Yeah, its popular burger is one of the best downtown. But you can do better.
Skewers of Wagyu beef with fries come to mind, cubes of marbled steak with a crusted char and a bloody red center, a buttery, smoky bite worth the $11. That alone is worth a trip downtown.
At 5 o’clock, outside the bar windows, traffic moved at a brisk pace and just as fast, it came to a crawl. Even the churning Ferris wheel appeared to be moving faster than the rush-hour traffic on the viaduct.
By then, the after-work crowd trickled in, spilling out into the atrium.
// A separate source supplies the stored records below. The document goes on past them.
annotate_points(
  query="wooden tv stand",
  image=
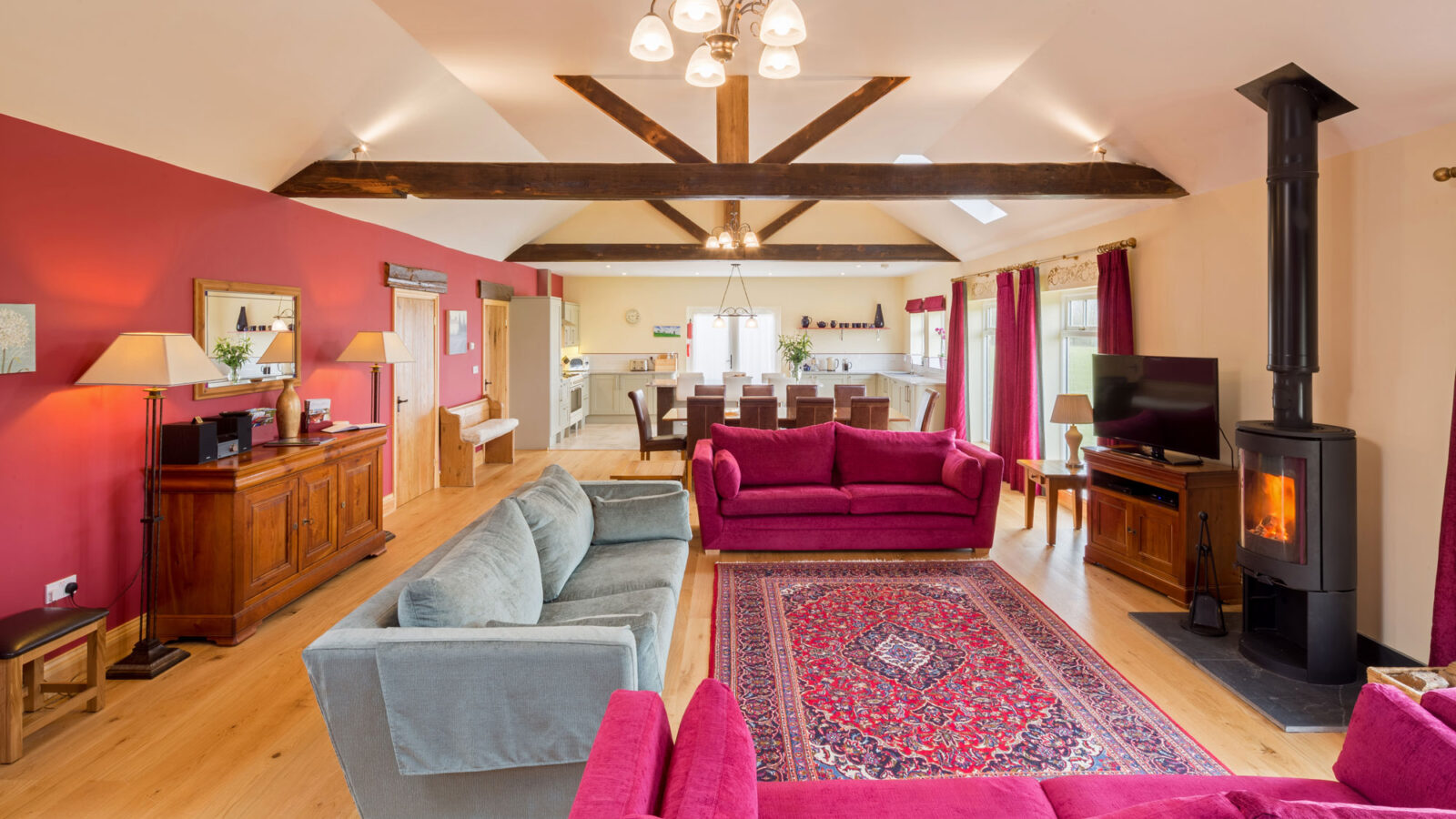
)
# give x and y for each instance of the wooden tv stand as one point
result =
(247, 535)
(1143, 521)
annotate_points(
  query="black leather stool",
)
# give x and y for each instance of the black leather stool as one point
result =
(25, 639)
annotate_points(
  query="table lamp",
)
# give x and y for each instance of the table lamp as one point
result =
(1072, 409)
(153, 360)
(376, 347)
(290, 407)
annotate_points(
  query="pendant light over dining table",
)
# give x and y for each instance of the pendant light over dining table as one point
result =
(779, 26)
(746, 312)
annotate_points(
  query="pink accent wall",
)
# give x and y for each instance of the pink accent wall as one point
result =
(104, 241)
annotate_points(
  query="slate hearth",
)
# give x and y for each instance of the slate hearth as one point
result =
(1298, 707)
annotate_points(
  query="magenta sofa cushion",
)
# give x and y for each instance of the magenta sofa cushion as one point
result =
(1441, 704)
(623, 774)
(775, 458)
(1208, 806)
(1085, 796)
(1261, 806)
(957, 797)
(963, 474)
(1397, 753)
(786, 500)
(713, 773)
(881, 457)
(727, 475)
(888, 499)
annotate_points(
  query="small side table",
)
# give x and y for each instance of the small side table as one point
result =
(1053, 475)
(652, 471)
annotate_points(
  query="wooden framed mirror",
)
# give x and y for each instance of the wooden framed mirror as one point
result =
(238, 324)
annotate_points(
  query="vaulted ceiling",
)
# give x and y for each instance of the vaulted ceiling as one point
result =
(255, 91)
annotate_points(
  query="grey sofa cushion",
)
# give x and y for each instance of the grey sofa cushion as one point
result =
(491, 573)
(628, 567)
(560, 516)
(644, 630)
(644, 518)
(660, 602)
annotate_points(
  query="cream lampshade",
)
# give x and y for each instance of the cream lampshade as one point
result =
(155, 360)
(290, 407)
(376, 347)
(1072, 409)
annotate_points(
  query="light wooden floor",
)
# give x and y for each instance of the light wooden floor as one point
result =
(237, 732)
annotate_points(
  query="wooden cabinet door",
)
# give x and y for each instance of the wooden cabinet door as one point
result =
(1157, 540)
(359, 497)
(1108, 522)
(269, 535)
(318, 496)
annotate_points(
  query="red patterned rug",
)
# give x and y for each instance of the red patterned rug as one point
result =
(899, 671)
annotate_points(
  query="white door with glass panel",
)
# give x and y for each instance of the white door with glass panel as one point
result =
(734, 346)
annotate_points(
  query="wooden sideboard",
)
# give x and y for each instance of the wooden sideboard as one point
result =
(247, 535)
(1143, 521)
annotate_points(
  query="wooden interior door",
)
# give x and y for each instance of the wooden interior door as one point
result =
(417, 388)
(495, 353)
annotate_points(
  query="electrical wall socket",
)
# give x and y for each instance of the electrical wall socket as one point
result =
(57, 591)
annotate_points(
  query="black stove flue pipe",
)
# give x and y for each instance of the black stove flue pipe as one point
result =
(1293, 188)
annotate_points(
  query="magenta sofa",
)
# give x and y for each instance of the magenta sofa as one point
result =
(839, 487)
(1398, 763)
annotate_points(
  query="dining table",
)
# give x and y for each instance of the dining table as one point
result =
(785, 417)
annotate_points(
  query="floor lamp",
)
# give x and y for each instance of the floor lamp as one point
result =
(152, 360)
(376, 347)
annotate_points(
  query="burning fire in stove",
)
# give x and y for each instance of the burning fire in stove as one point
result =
(1270, 506)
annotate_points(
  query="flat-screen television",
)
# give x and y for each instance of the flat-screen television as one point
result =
(1158, 401)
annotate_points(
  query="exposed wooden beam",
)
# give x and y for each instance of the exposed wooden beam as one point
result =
(631, 118)
(586, 181)
(655, 252)
(679, 219)
(784, 219)
(827, 123)
(733, 131)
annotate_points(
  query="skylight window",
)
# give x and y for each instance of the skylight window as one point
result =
(983, 210)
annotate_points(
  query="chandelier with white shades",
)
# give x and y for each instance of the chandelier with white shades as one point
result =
(779, 28)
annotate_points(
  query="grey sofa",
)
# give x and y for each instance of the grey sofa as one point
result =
(494, 714)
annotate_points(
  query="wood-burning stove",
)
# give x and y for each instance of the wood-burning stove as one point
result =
(1296, 479)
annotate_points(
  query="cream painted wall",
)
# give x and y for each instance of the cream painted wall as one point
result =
(1388, 337)
(666, 299)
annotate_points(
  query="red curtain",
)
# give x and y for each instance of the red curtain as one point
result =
(1004, 392)
(1028, 370)
(956, 363)
(1114, 303)
(1443, 615)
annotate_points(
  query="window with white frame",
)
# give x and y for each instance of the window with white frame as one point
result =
(1077, 344)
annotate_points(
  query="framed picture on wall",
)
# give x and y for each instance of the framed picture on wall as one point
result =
(456, 329)
(16, 339)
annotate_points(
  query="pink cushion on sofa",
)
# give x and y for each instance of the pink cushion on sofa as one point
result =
(1261, 806)
(775, 458)
(888, 499)
(727, 477)
(881, 457)
(1092, 794)
(1397, 753)
(963, 474)
(1208, 806)
(713, 773)
(953, 797)
(786, 500)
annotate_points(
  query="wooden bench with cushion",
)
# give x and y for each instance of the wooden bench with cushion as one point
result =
(468, 426)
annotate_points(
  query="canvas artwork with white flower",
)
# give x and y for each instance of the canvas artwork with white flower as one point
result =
(16, 339)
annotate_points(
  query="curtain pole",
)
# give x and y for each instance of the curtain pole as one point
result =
(1128, 242)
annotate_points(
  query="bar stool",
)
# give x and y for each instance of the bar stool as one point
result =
(25, 639)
Some schmoozed with Stowell. It seemed as if most just happened to be there during happy hour rather than came there for the happy hour.
Many shunned the $8 happy-hour Manhattan and margarita. One patron ordered a Sazerac. Another requested a vodka “martini with a hard shake for some ice,” before turning to explain, “that’s the best.”
The barman slid a martini filled with waves of ice flakes across the bar. “Sorry, I overpoured.”
“Hey, that’s even better,” the patron said.
Goldfinch Tavern inside the Four Seasons, 99 Union St., offers happy hour weekdays 4-6 p.m. with $5-$13 bar food, $8 selected cocktails, $7-$8 wine, $4-$5 beer (206-749-7000, fourseasons.com/seattle).